ATHENS (Reuters) - Greece said on Friday it would give a three-year tax break to homeowners who convert their short-term rentals to long ones, becoming the latest European country to clamp down on holiday lets to tackle a housing shortage.
Europe's short-term rental boom has already prompted tourism hotspots such as Spain's Canary Islands, Lisbon, Berlin and Florence to announce restrictions on such lets, which many local people blame for pricing permanent residents out of the market.
As part of a plan to tackle housing shortages, Prime Minister Kyriakos Mitsotakis said last week that Greece also planned to increase a tax on short-term rentals and ban new licences in central Athens.
Residents of the capital responded positively to the plans.

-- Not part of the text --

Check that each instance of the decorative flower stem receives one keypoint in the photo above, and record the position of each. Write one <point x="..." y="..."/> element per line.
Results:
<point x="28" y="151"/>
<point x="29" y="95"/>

"It's a huge issue because it's changing the urban landscape. Where there are traditional buildings, now there’s a modern one next to them, designed to be an Airbnb," says 58-years old Athens resident Penny Platanitou.
Valentina Reino, head of public policy for Airbnb in Southern Europe, said on Friday that her company was ready to work with the Greek government on "targeted and proportionate solutions".
Low wages, high inflation, property shortages and the growth in short-term holiday rentals have fuelled a housing crisis in Greece still recuperating from a nearly decade-long debt crisis. Low-income earners, young couples and students have been hit particularly hard.
Greece has spent 2.2 billion euros so far to subsidise low-interest loans to help young people onto the property ladder and will earmark an additional 2 billion euros to extend the plan to couples up to 50 years old.
"Greece, indeed, has joined that team of countries in recent years where the housing shortage is pushing families unbearably," Sofia Zacharaki, Greece's minister for social cohesion and family affairs, told a press conference to present the plan.